Die Oma füttert die Kinder übermäßig mit Süßigkeiten, Probleme mit der Schwiegermutter, Tipps zum Feiern der Taufe: Hier ist Platz für alle Themen rund um die Familie.

Beitrag von mama0102 18.05.11 - 08:55 Uhr

Hallo zusammen!!

Nach langem Überlegen muss ich jetzt doch mal hier schreiben, gleich vorweg, das könnte etwas länger werden....
Dieses Jahr lief bisher einfach nur sch***** . Angefangen hat alles damit, dass Ende Januar meine Stieftochter einfach nichtmehr vom Besuchswochenende bei ihrer Mutter heim kam, nachdem sie 4 1/2 Jahre hier gewohnt hat. Sie fand es einfach cooler, ohne jegliche Regeln und Grenzen zu leben und hat hinter unserem so leise, still und heimlich mal eben die Biege gemacht. Was folgte waren endlose Schreibereien von Anwälten, dauernd Stress mit dem Jugendamt, was einem eh nicht helfen will und natürlich die ganze Umstellung zu Hause. Wir haben hier noch zwei Mädels von 10 und fast 9 und einen Sohn, der jetzt 21 Monate ist. Für keinen war die Umstellung leicht, aber für mich war dsa schon der Hammer. Mir als "böse Stiefmutter" wurde jetzt monatelang das Leben zur Hölle gemacht, ich wurde sowas von schlecht geredet, angeblich hätte ich das Kind nur verprügelt, sie hätte total unter mir und meinen Kindern leiden müssen, sie wäre nie glücklich gewesen wegen mir....... niemand kann das bestätigen, ich selbst weiß, dass es nicht stimmt und doch, es tut noch immer so weh und an manchen Tagen denke ich, dass ich vielleicht doch schuld bin :-(.
Wie auch immer, seid die Kurze weg ist, ist hier nichtsmehr normal.
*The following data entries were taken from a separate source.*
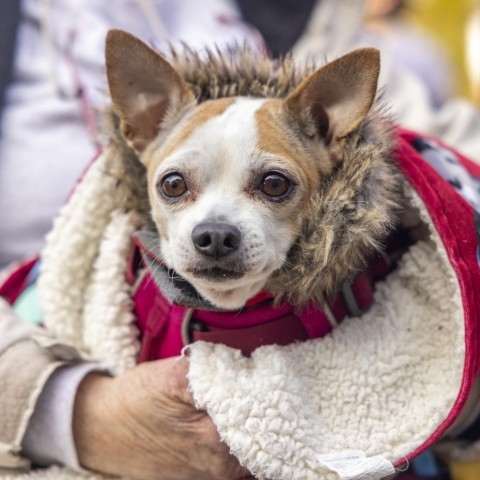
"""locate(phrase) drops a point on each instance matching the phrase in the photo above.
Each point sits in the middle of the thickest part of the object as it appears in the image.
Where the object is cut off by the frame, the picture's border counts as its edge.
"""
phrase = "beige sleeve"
(28, 356)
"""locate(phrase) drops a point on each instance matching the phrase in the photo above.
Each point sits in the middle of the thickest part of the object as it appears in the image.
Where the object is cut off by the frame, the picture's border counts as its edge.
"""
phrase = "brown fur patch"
(275, 137)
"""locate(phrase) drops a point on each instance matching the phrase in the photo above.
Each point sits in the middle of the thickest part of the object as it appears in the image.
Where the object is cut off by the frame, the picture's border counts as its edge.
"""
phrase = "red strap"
(282, 331)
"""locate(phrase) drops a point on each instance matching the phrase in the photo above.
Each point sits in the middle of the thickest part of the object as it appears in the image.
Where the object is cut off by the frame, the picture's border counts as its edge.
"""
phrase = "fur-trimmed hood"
(348, 217)
(382, 387)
Meine Kinder sind völlig durch den Wind, sie hören nichtmehr, helfen mir nichtmehr, wollen nur noch, machen den ganzen Tag nur Mist und ich habe keine Ahnung, wie ich das alles ändern soll!!! An manchen Tagen denke ich, auch sie geben mir die Schuld an allem, dann sind sie sowas von gemein zu mir. Mittlerweile funktionieren selbstverständliche Dinge wie Zähne putzen und Dreckwäsche wegräumen nichtmehr, alles muss man hundert mal sagen..... Jetzt fängt auch noch mein Mann an wegen allem und jedem hier rum zu schreien und ständig bin ich an allem Schuld und alles was ich sage ist von vornherein erstmal falsch. Klar hat sich hier einiges verändert und natürlich braucht auch jeder seine Zeit, dammit klar zu kommen. Aber es kann doch nicht sein, dass alles auf meinem Rücken ausgetragen wird. Ich fühle mich mittlerweile so schlecht, bin nur noch am Heulen und an manchen Tagen echt unausstehlich, aber es ist einfach alles so schlimm für mich. Ich schaffe das alleine einfach nicht und alles Reden mit den Kindern und meinem Mann hilft nicht. Niemand will verstehen, dass es so, wie es im Moment hier läuft, nicht weiter gehen kann. Es kommt mir vor, als würde jeden Moment alles auseinander fallen und allein ich bin für die Vermeidung eines Kollapses zuständig. Das kann es doch aber auch nicht sein, immerhin besteht unsere Familie aus 5 Personen, auch wenn der Kleinen nun noch nicht wirklich was ändern kann....
Ich bin wirklich und wahrhaftig völlig ratlos, wie wir dieses ganze Chaos wieder "beheben" können, wie endlich wieder alles normal werden kann..... ich bin so traurig und will einfach nur, dass hier wieder ein einigermaßen "normaler" Alltag einkehrt, so wie es immer schon war :-)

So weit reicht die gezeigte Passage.